Think about your plants’ spacing and cut your dripper delivery tubing to reach each one easily, but avoid leaving masses of excess tubing to get in the way when the plants are tiny and bunched closer together. Depending on the strain you’re growing, you may need to allow for as much as a 12-inch circumference of space per plant by the time they’re ready to transplant again (in about 10 days).
Now it’s time to install the plants. Place them directly onto the screen and push a dripper stake into each rockwool cube. It’s easiest to work from the one closest to the pump outward. If you’re working with seedlings, they are still absolutely tiny at this stage, so you can bunch up the cubes to make the best use of your light coverage, then space them out as they grow so that none of the plants ever touch each other at this early stage. If young plants feel restricted, they won’t develop good lateral branching.
Optimizing Your Feeding Schedule
Make a full-spectrum vegetative-stage nutrient solution with NPK plus micronutrients and root booster. We still need to keep the solution light at this stage, so we mix until we measure 1.1 EC for seedlings, 1.2 EC for cuttings. Tip this into your tray, which conveniently acts as your tank as well. Test that the pump and dripper are working as they should be, with an even flow from all the dripper stakes.
The nutrient solution should fill each cube and drip through back into the reservoir from multiple points at the base of the cube. Also, make sure the dripper tubing isn’t pulling the stake back into the plastic wrapper on the rockwool or you’ll risk some of the nutrient solution running down the outside and missing the young plant altogether.
If growing from seed, increase the nutrient strength to an EC of 1.2 after the plants have been in the rockwool for three days, and keep it there until transplanting next week.
Often, when people use dripper systems, they use a very fast timer to replace only a small amount of nutrient solution per feed. This approach will lead to inaccurate pH measurements, since as the plant grows, the pH inside the cube rises too -- and by only replacing tiny amounts of nutrient solution, you’re simply compounding that problem!

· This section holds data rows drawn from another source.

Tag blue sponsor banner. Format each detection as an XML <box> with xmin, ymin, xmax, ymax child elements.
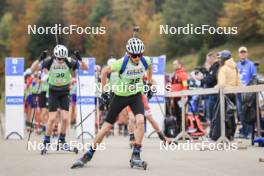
<box><xmin>148</xmin><ymin>95</ymin><xmax>165</xmax><ymax>103</ymax></box>
<box><xmin>6</xmin><ymin>96</ymin><xmax>24</xmax><ymax>105</ymax></box>
<box><xmin>77</xmin><ymin>96</ymin><xmax>95</xmax><ymax>105</ymax></box>
<box><xmin>78</xmin><ymin>57</ymin><xmax>95</xmax><ymax>76</ymax></box>
<box><xmin>5</xmin><ymin>57</ymin><xmax>24</xmax><ymax>76</ymax></box>
<box><xmin>151</xmin><ymin>56</ymin><xmax>165</xmax><ymax>75</ymax></box>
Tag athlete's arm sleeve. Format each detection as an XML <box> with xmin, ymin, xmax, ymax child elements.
<box><xmin>145</xmin><ymin>57</ymin><xmax>152</xmax><ymax>65</ymax></box>
<box><xmin>251</xmin><ymin>63</ymin><xmax>257</xmax><ymax>76</ymax></box>
<box><xmin>70</xmin><ymin>59</ymin><xmax>80</xmax><ymax>71</ymax></box>
<box><xmin>41</xmin><ymin>58</ymin><xmax>52</xmax><ymax>70</ymax></box>
<box><xmin>111</xmin><ymin>59</ymin><xmax>123</xmax><ymax>72</ymax></box>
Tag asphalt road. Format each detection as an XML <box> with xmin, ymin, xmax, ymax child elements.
<box><xmin>0</xmin><ymin>134</ymin><xmax>264</xmax><ymax>176</ymax></box>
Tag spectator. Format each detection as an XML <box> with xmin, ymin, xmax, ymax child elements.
<box><xmin>216</xmin><ymin>50</ymin><xmax>240</xmax><ymax>140</ymax></box>
<box><xmin>236</xmin><ymin>46</ymin><xmax>257</xmax><ymax>138</ymax></box>
<box><xmin>217</xmin><ymin>50</ymin><xmax>240</xmax><ymax>87</ymax></box>
<box><xmin>171</xmin><ymin>60</ymin><xmax>188</xmax><ymax>130</ymax></box>
<box><xmin>201</xmin><ymin>52</ymin><xmax>220</xmax><ymax>122</ymax></box>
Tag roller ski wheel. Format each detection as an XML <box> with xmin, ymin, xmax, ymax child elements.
<box><xmin>163</xmin><ymin>137</ymin><xmax>173</xmax><ymax>145</ymax></box>
<box><xmin>57</xmin><ymin>141</ymin><xmax>79</xmax><ymax>155</ymax></box>
<box><xmin>129</xmin><ymin>141</ymin><xmax>135</xmax><ymax>149</ymax></box>
<box><xmin>71</xmin><ymin>155</ymin><xmax>92</xmax><ymax>169</ymax></box>
<box><xmin>130</xmin><ymin>159</ymin><xmax>148</xmax><ymax>170</ymax></box>
<box><xmin>40</xmin><ymin>149</ymin><xmax>48</xmax><ymax>155</ymax></box>
<box><xmin>130</xmin><ymin>150</ymin><xmax>148</xmax><ymax>170</ymax></box>
<box><xmin>40</xmin><ymin>142</ymin><xmax>49</xmax><ymax>155</ymax></box>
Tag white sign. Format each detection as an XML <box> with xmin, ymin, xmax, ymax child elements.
<box><xmin>146</xmin><ymin>55</ymin><xmax>166</xmax><ymax>137</ymax></box>
<box><xmin>76</xmin><ymin>58</ymin><xmax>96</xmax><ymax>139</ymax></box>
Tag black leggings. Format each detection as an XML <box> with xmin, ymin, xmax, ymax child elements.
<box><xmin>49</xmin><ymin>89</ymin><xmax>70</xmax><ymax>112</ymax></box>
<box><xmin>105</xmin><ymin>93</ymin><xmax>144</xmax><ymax>125</ymax></box>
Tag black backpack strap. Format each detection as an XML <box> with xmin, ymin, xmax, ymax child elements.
<box><xmin>119</xmin><ymin>54</ymin><xmax>129</xmax><ymax>75</ymax></box>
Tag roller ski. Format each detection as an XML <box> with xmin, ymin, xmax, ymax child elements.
<box><xmin>71</xmin><ymin>148</ymin><xmax>94</xmax><ymax>169</ymax></box>
<box><xmin>40</xmin><ymin>136</ymin><xmax>50</xmax><ymax>155</ymax></box>
<box><xmin>129</xmin><ymin>133</ymin><xmax>135</xmax><ymax>149</ymax></box>
<box><xmin>57</xmin><ymin>136</ymin><xmax>79</xmax><ymax>154</ymax></box>
<box><xmin>130</xmin><ymin>147</ymin><xmax>148</xmax><ymax>170</ymax></box>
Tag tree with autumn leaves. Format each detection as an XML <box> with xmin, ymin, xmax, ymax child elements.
<box><xmin>0</xmin><ymin>0</ymin><xmax>264</xmax><ymax>71</ymax></box>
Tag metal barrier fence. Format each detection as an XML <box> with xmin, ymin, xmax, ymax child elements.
<box><xmin>165</xmin><ymin>85</ymin><xmax>264</xmax><ymax>143</ymax></box>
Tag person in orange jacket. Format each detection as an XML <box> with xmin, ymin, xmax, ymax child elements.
<box><xmin>170</xmin><ymin>60</ymin><xmax>188</xmax><ymax>131</ymax></box>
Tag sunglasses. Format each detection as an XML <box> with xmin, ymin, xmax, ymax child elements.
<box><xmin>130</xmin><ymin>53</ymin><xmax>142</xmax><ymax>58</ymax></box>
<box><xmin>240</xmin><ymin>51</ymin><xmax>247</xmax><ymax>54</ymax></box>
<box><xmin>56</xmin><ymin>57</ymin><xmax>65</xmax><ymax>61</ymax></box>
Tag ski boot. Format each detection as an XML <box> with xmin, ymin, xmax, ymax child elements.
<box><xmin>71</xmin><ymin>147</ymin><xmax>95</xmax><ymax>169</ymax></box>
<box><xmin>130</xmin><ymin>144</ymin><xmax>147</xmax><ymax>170</ymax></box>
<box><xmin>40</xmin><ymin>136</ymin><xmax>50</xmax><ymax>155</ymax></box>
<box><xmin>57</xmin><ymin>134</ymin><xmax>79</xmax><ymax>154</ymax></box>
<box><xmin>52</xmin><ymin>127</ymin><xmax>58</xmax><ymax>137</ymax></box>
<box><xmin>129</xmin><ymin>133</ymin><xmax>135</xmax><ymax>149</ymax></box>
<box><xmin>158</xmin><ymin>131</ymin><xmax>172</xmax><ymax>145</ymax></box>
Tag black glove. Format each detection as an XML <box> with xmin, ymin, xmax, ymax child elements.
<box><xmin>101</xmin><ymin>92</ymin><xmax>110</xmax><ymax>106</ymax></box>
<box><xmin>38</xmin><ymin>50</ymin><xmax>48</xmax><ymax>62</ymax></box>
<box><xmin>147</xmin><ymin>84</ymin><xmax>157</xmax><ymax>99</ymax></box>
<box><xmin>74</xmin><ymin>50</ymin><xmax>82</xmax><ymax>61</ymax></box>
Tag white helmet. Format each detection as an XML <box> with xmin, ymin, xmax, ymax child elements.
<box><xmin>24</xmin><ymin>68</ymin><xmax>32</xmax><ymax>76</ymax></box>
<box><xmin>53</xmin><ymin>45</ymin><xmax>68</xmax><ymax>58</ymax></box>
<box><xmin>107</xmin><ymin>57</ymin><xmax>116</xmax><ymax>66</ymax></box>
<box><xmin>126</xmin><ymin>37</ymin><xmax>144</xmax><ymax>54</ymax></box>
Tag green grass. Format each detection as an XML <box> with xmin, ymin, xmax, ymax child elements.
<box><xmin>166</xmin><ymin>42</ymin><xmax>264</xmax><ymax>75</ymax></box>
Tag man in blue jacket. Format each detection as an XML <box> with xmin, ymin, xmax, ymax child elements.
<box><xmin>237</xmin><ymin>46</ymin><xmax>257</xmax><ymax>138</ymax></box>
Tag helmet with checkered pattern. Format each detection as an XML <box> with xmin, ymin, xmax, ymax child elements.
<box><xmin>53</xmin><ymin>45</ymin><xmax>68</xmax><ymax>58</ymax></box>
<box><xmin>126</xmin><ymin>37</ymin><xmax>144</xmax><ymax>54</ymax></box>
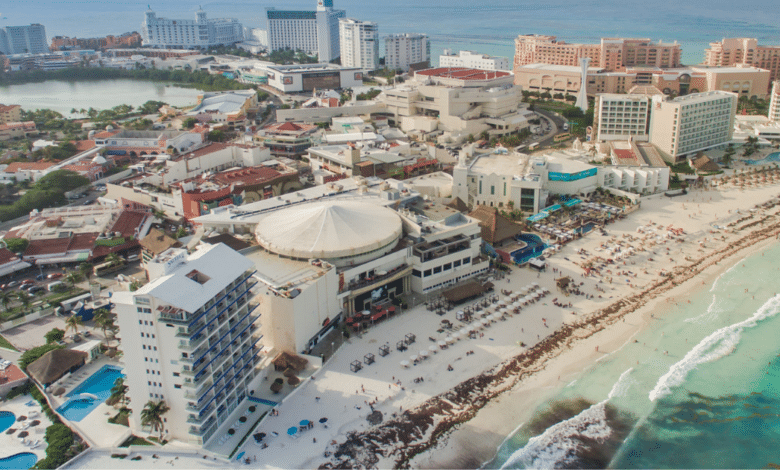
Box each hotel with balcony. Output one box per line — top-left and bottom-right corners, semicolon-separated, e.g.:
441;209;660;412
112;244;261;446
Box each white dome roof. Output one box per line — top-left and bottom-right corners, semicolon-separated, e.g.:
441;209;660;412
255;201;403;264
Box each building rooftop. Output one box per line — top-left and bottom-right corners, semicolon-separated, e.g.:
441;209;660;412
134;243;253;313
415;67;511;80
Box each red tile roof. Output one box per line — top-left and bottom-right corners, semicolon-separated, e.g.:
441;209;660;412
111;211;149;237
0;248;19;265
24;237;70;256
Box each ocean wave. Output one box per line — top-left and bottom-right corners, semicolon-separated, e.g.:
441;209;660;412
501;368;633;470
649;295;780;401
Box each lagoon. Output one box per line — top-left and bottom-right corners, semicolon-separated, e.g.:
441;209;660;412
0;79;202;117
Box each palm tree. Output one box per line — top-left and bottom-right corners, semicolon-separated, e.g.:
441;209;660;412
65;271;81;287
141;400;170;441
0;291;15;312
15;290;30;310
93;308;116;347
109;377;127;406
106;253;122;266
65;314;84;333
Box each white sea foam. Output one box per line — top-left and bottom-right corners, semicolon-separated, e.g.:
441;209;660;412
649;295;780;401
501;368;633;469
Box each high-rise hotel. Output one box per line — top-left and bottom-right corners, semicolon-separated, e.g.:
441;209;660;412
112;244;260;445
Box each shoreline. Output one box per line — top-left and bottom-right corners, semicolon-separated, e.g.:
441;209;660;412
321;188;780;468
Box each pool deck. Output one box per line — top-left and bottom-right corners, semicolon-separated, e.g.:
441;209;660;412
0;395;52;460
46;356;131;447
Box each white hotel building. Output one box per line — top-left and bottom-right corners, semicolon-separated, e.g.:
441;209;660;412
112;244;261;445
593;93;650;142
650;91;737;162
339;18;379;72
385;33;431;72
266;0;346;62
196;177;489;353
141;9;244;49
439;49;509;70
769;80;780;122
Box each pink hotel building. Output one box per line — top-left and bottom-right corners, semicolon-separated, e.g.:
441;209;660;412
514;34;682;71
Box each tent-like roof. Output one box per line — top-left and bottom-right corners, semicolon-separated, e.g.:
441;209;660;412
255;201;403;260
27;349;87;384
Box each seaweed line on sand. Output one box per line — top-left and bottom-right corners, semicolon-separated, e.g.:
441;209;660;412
319;212;780;469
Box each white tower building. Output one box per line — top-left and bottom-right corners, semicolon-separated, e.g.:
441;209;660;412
575;57;590;113
339;18;379;72
112;244;260;445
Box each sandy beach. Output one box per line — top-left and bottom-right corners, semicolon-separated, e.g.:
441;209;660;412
64;166;780;468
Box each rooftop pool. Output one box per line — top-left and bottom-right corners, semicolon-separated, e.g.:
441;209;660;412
57;365;123;422
0;411;16;432
0;452;38;470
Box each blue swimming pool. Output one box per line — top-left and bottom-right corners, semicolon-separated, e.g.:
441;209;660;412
0;452;38;470
0;411;16;432
742;152;780;165
509;233;549;264
57;365;122;421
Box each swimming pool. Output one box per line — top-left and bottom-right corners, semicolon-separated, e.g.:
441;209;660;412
0;411;16;432
0;452;38;470
57;365;122;422
742;152;780;165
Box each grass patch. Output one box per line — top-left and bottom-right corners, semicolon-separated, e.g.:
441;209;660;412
0;335;18;351
119;436;154;447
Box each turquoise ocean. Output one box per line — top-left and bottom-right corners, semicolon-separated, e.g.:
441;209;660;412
0;0;780;65
484;244;780;469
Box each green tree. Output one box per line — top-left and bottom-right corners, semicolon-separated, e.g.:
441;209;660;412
65;271;81;287
43;328;65;344
108;377;128;406
65;314;84;333
141;400;170;441
93;308;116;347
16;290;31;311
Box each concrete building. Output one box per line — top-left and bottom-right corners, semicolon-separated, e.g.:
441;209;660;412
385;33;431;72
650;91;737;163
111;244;261;446
593;93;650;142
187;90;258;122
0;23;49;55
266;0;346;63
141;9;244;49
769;80;780;122
439;49;509;70
515;63;769;98
261;63;363;93
514;34;682;71
196;177;488;351
0;104;22;124
339;18;379;72
702;38;780;85
377;67;528;140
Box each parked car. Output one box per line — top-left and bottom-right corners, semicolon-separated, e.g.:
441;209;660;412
27;286;44;294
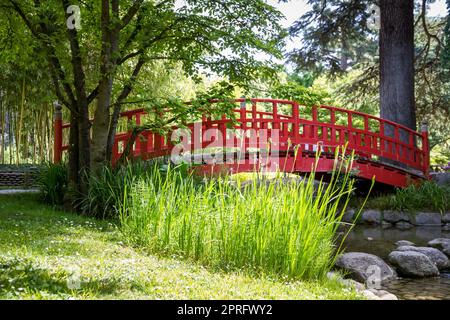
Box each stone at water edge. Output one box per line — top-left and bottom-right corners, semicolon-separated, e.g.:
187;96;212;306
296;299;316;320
388;251;439;278
395;240;416;247
428;238;450;250
335;252;397;283
395;246;449;270
413;212;442;226
442;244;450;258
361;210;381;224
395;221;414;230
442;212;450;223
383;210;411;223
342;209;356;223
368;289;398;300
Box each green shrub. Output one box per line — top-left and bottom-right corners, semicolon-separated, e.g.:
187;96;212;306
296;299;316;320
78;161;187;218
37;163;68;205
120;151;360;278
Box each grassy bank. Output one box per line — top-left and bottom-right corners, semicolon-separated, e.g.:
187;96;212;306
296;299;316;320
0;194;358;299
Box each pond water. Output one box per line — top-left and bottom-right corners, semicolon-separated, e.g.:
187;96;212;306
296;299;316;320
344;225;450;300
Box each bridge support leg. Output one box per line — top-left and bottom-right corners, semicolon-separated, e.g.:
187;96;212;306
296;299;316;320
53;101;62;163
420;121;430;179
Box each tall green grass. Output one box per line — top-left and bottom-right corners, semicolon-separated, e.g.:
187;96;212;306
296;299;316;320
120;149;353;279
37;163;68;205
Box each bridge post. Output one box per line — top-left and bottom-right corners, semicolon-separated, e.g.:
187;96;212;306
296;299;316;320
420;120;430;178
53;100;62;163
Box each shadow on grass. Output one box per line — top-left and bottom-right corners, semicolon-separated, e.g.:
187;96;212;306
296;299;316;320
0;258;119;298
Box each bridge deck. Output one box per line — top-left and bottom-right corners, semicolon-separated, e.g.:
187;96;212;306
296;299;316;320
55;99;429;187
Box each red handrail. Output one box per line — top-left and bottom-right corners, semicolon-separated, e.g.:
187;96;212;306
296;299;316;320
54;98;429;186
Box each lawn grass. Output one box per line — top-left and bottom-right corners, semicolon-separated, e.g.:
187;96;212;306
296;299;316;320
0;194;361;299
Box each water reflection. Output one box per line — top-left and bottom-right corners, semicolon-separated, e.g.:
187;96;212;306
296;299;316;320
344;225;450;300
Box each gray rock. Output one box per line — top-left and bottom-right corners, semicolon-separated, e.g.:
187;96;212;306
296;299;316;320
442;212;450;223
336;252;397;283
362;290;381;300
395;221;414;230
381;220;393;229
383;211;410;223
414;212;442;226
388;251;439;278
442;244;450;258
428;238;450;250
342;209;356;223
368;289;398;300
431;172;450;186
342;279;366;292
395;240;415;247
361;210;381;224
396;246;448;270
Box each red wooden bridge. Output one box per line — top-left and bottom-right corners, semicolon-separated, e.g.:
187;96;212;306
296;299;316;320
54;99;430;187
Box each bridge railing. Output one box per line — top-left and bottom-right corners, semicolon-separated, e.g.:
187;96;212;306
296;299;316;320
55;99;430;176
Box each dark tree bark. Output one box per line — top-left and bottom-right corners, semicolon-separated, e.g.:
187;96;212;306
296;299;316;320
380;0;416;134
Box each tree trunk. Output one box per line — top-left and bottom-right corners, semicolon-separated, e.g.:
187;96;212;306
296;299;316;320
380;0;416;134
91;0;120;173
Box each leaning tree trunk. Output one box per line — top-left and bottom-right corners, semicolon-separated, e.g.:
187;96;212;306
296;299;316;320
380;0;416;134
91;0;120;174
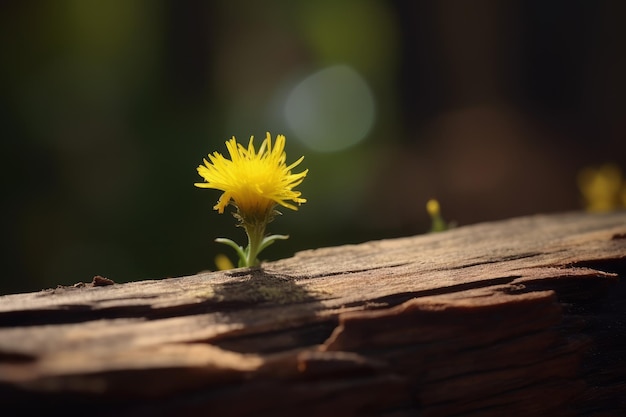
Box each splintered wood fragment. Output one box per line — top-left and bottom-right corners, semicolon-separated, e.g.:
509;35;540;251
0;212;626;417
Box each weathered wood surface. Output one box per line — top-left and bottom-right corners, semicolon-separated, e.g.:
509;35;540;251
0;212;626;417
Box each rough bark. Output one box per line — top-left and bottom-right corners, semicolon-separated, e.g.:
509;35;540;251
0;212;626;417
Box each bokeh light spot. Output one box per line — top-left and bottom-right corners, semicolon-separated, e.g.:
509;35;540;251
285;65;375;152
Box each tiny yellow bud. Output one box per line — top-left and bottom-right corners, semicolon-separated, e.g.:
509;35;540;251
426;198;441;217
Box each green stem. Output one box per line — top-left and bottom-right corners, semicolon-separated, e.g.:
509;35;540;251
244;222;267;266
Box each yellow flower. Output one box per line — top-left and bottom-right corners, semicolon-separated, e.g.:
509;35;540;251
194;132;308;221
578;164;626;212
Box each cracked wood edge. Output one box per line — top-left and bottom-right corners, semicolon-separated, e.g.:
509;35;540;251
0;213;626;415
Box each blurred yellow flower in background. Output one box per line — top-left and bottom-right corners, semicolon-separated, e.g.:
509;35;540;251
578;164;626;212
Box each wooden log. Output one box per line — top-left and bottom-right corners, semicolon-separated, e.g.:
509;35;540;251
0;212;626;417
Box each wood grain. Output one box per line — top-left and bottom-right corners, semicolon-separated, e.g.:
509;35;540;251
0;212;626;416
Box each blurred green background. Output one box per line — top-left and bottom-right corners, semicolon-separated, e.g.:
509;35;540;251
0;0;626;294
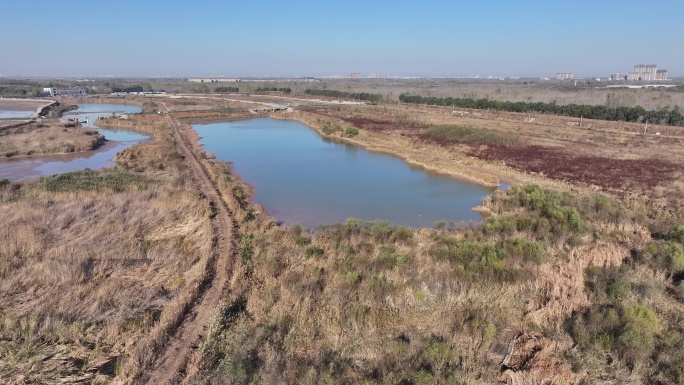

But by running the pump for 15 minutes at a time, you allow the fresh nutes to permeate every part of the cube, pushing out the old solution. You should see it dripping out from different points across the base.
When the plants are first installed in the rockwool, the roots will be minuscule inside the peat pellets, so we only run the pump once a day for 15 minutes in the morning, since we want the cube to dry out slightly over the day to stimulate root growth. As soon as you see the first roots coming out of the base of the rockwool cube, run the pump twice
a day, in the morning and early afternoon. When these first protruding roots have withered and died back and you see the reactive cluster that follows leaping out of the base, you know the system has worked. Keep the feed strength at 1.2 EC, the pH at 5.5 and feed this four times a day, 15 minutes each time. Have the last feed about two hours before lights out.
As the plants grow, you will see the most outrageous root system emerge. Allow the roots at the bottom of the cube to die repeatedly and hold your nerve -- keep them on the screen for about another week, until the cube is carpeted in fresh, vibrant roots. Increase the number of feedings per day gradually over the week, judging by how long it takes for the cubes to feel lighter. By the time the plants are ready to move on, you will need to feed them about eight times per day (in an 18-hour veg “day”), since there are too many roots to fit in the cube and the plants will be thirsty and dry out fast. This is why the extra water-retentive properties of the peat pellet work in our favor now, by holding a little extra moisture for longer right at the core.
Peek down the side of the plastic wrapper and you should see a mass of pure, healthy white roots. The plants are now ready to transplant into their final home. Enjoy your massive yield!